In October 1937, the school refused to host Syracuse for a football game unless the Orangemen benched their star player: Washington native Wilmeth Sidat-Singh, who was black. Dave McKenna’s story over at Deadspin chronicled the incident, but the short version is this: At that time, Maryland not only forbade black athletes from playing sports, but didn’t even integrate until 1951 by court order. So the Terrapins told Syracuse, then ranked 17th nationally, that Sidat-Singh couldn’t play.
“The Terps never took any heat for their blackballing of a black player,” McKenna wrote. “The benching of Sidat-Singh was not treated like a story by the mainstream media, local or national, at the time or since.”
On Saturday afternoon, between the first and second quarter when Syracuse again visits Maryland, the school will finally recognize Sidat-Singh. Kumea Shorter-Gooden, Maryland’s associate vice president and chief diversity officer whom McKenna described as effectively a cousin of a cousin of Sidat-Singh, brought the issue to the attention of Athletic Director Kevin Anderson. A plan was quickly formed.

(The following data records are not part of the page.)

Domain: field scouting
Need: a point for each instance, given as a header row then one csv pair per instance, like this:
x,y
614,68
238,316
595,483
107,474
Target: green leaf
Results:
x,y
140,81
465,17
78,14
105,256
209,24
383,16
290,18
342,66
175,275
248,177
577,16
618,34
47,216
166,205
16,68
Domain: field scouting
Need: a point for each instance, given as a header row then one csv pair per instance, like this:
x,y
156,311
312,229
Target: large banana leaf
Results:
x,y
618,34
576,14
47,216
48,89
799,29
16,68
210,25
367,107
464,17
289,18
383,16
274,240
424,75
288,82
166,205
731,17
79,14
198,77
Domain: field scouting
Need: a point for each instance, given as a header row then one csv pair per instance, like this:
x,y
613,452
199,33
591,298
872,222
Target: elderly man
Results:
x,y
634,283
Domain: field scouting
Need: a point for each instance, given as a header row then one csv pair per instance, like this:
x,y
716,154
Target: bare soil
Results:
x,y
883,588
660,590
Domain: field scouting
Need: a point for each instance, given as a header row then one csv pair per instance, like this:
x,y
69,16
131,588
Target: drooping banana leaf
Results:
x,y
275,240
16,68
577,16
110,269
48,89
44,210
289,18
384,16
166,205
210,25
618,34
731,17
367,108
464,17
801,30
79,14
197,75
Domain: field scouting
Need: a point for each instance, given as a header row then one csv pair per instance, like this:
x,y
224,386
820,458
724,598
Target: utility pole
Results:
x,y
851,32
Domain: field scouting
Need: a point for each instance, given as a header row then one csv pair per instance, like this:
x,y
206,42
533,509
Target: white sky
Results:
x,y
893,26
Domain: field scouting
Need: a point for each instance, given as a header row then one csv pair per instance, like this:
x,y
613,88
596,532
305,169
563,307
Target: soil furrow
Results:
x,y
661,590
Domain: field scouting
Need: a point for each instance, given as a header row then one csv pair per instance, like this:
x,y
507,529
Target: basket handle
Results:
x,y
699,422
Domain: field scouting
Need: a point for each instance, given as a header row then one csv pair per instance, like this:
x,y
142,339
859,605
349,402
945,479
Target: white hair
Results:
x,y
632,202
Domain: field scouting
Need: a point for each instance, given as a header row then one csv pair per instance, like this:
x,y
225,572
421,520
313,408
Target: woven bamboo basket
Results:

“Today’s presentation really speaks to the leadership of our athletic department,” Shorter-Gooden said in a news release, which also happened to misspell Sidat-Singh’s name several times and drew the faux-ire of ESPN’s Keith Olbermann, though Maryland later apologized for the error. “This tribute is about honoring Wilmeth, but it also stands for so much more. We know Wilmeth’s name, but there are so many African Americans whose names aren’t known who experienced similar incidents of racism. I hope, in some way, this can help with healing for all of them. And I see this as a re-affirmation of the university’s commitment to transcend its past and to be fully equitable, diverse, and inclusive.”
Sidat-Singh’s story continued after college, when he enlisted in the Army after Pearl Harbor, graduated from the class that eventually became the Tuskegee Airmen and was buried at Arlington National Cemetery after losing his life in a plane crash during a training flight. Syracuse hung his No. 19 jersey at its Carrier Dome eight years ago, but Maryland never made amends until Saturday.
According to the release, Sidat-Singh’s family will receive “a Maryland football Wounded Warrior jersey in recognition of his military service” and will join Anderson, Syracuse Athletic Director Dr. Daryl Gross and Terps legend Darryl Hill, who in 1962 became Maryland’s first black football player, on the field for the tribute. Meanwhile, the Orange will wear No. 19 helmet decals in tribute.